Les 7 Vies de l'Épervier 14. Le Fils d'Ariane

U ne nuit de décembre 1642, un étrange personnage, accompagné d’un bouc et de deux oiseaux nocturnes, déambule dans les rues parisiennes. Devant un jeune comédien, il exhibe un masque rouge et lui déclare être l’artisan de son destin. Le cardinal Richelieu vient de mourir, peut-être aidé par son ambitieux successeur, un certain Mazarin. Gabriel de Troïl se met à nouveau au service de Louis XIII. Ariane, de son côté, poursuit sa quête familiale. Après avoir retrouvé sa fille Ninon, elle s’enquiert de son fils, dont le roi serait le géniteur. Pendant qu’elle se rapproche de son ancien amant, Beau, son mari, suit sa propre piste. Un écheveau inextricable d’intrigues d’Etat, de secrets de familles, de liaisons illégitimes et d’ambitions personnelles émerge au fil des pages et fait revivre un XVIIè siècle foisonnant et fascinant.

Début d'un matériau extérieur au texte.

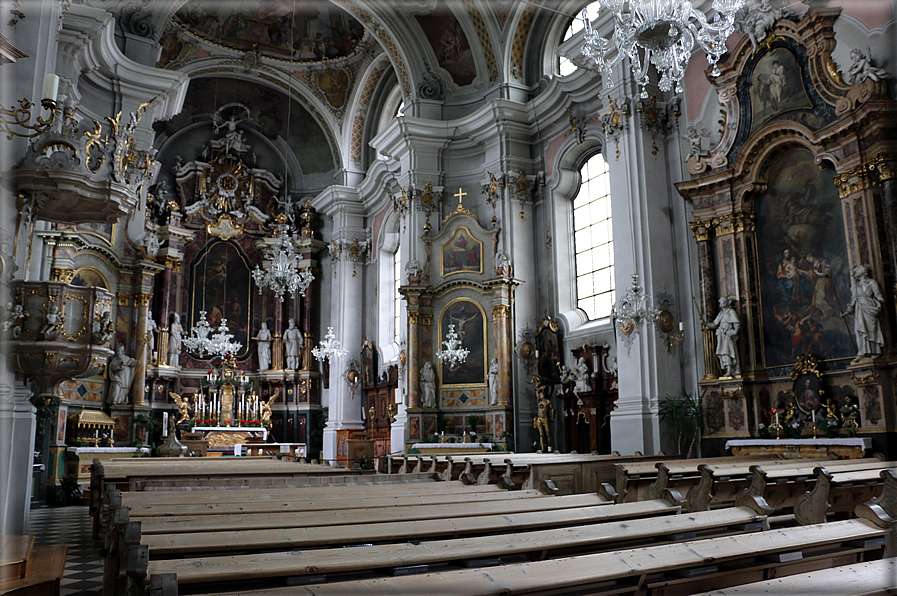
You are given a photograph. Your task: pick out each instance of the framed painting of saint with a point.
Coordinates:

Faisant suite directement à … Qu’est-ce que ce monde ? paru en mai 2021, Le Fils d’Ariane se concentre sur la recherche du garçon perdu, tout en faisant apparaître un personnage à l’allure inquiétante et au discours de démiurge. Son importance lui vaut d’orner la couverture. Comme pour les tomes précédents, Patrick Cothias entremêle des personnages historiques, dont certains aspects de leur existence demeurent dans l’ombre, et les figures fictives qui alimentent la saga des 7 vies de l’épervier depuis quarante ans. Ninon de Lenclos était au cœur de l’album précédent ; c’est à nouveau une personnalité du monde des Lettres qui est ici l’objet de toutes les attentions. Le scénariste adopte une poétique de l’intrigue : peu d’action mais des échanges plus ou moins hermétiques entre les personnages, dialogues d’alcôves, confessions de boudoirs, révélations se mêlant à des menaces. Le passé est maintes fois revisité, tant son écriture a été manipulée, tant les souvenirs ont été orientés, les mensonges se mêlant sans cesse à la vérité.

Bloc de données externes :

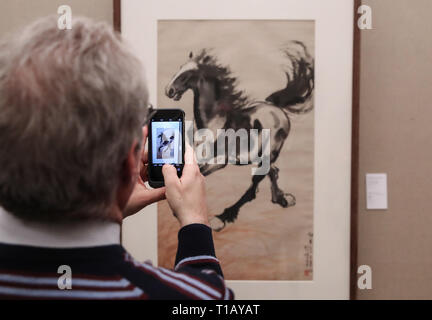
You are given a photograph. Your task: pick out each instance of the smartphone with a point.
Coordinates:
(166, 144)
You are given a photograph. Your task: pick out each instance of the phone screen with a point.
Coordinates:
(166, 143)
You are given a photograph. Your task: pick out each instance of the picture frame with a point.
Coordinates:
(335, 210)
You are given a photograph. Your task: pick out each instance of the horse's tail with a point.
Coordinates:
(297, 96)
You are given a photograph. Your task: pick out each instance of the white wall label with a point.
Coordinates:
(376, 191)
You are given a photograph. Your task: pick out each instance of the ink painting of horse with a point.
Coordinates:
(221, 85)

C’est une bande dessinée littéraire, dans laquelle les mots ont autant d’importance que les images. Il est d’ailleurs regrettable que le dialoguiste se laisse aller à quelques anachronismes malvenus : les termes « gigolo » (p.24) ou « télépathique » (p.25) surgissant au milieu de dialogues se référant à la langue travaillée, voire précieuse du Grand Siècle, heurte l’esprit. Il en est de même de l’allusion à une pilule qui pourrait réduire le phénomène de bâtardise. Soit le procédé est mis en place avec davantage de récurrences à des fins comiques (ça n’est pas ici le propos) soit une vigilance s’impose de ne pas provoquer de tels paradoxes qui nuisent à l’immersion, après laquelle court le genre historique.

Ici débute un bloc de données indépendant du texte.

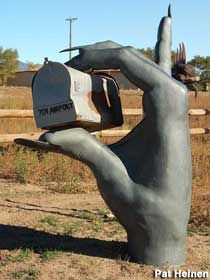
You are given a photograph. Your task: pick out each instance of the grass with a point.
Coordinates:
(50, 255)
(50, 221)
(20, 256)
(31, 273)
(66, 175)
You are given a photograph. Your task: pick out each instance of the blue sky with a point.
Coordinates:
(38, 28)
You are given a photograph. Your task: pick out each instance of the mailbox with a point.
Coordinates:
(65, 97)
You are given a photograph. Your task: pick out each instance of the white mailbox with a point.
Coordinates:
(63, 96)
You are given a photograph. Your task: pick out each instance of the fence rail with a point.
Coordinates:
(8, 138)
(5, 113)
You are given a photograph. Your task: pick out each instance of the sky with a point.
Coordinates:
(38, 28)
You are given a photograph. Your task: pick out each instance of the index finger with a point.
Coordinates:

Milan Jovanovic, quant à lui, connaît par cœur les tables de la loi d’André Juillard. L’illustrateur ne sera pas pris en défaut, tant sur la mise en œuvre de la ligne claire, que sur la colorisation. Le parti-pris réaliste du créateur de la série est pleinement respecté, même si Jovanovic n’atteint pas son excellence. Si on excepte une complexité de l’intrigue qui demande une réelle concentration et quelques maladresses dans des références à l’époque contemporaine, Le Fils d’Ariane (là encore un jeu de mots malvenu) contentera les amateurs de cette épopée.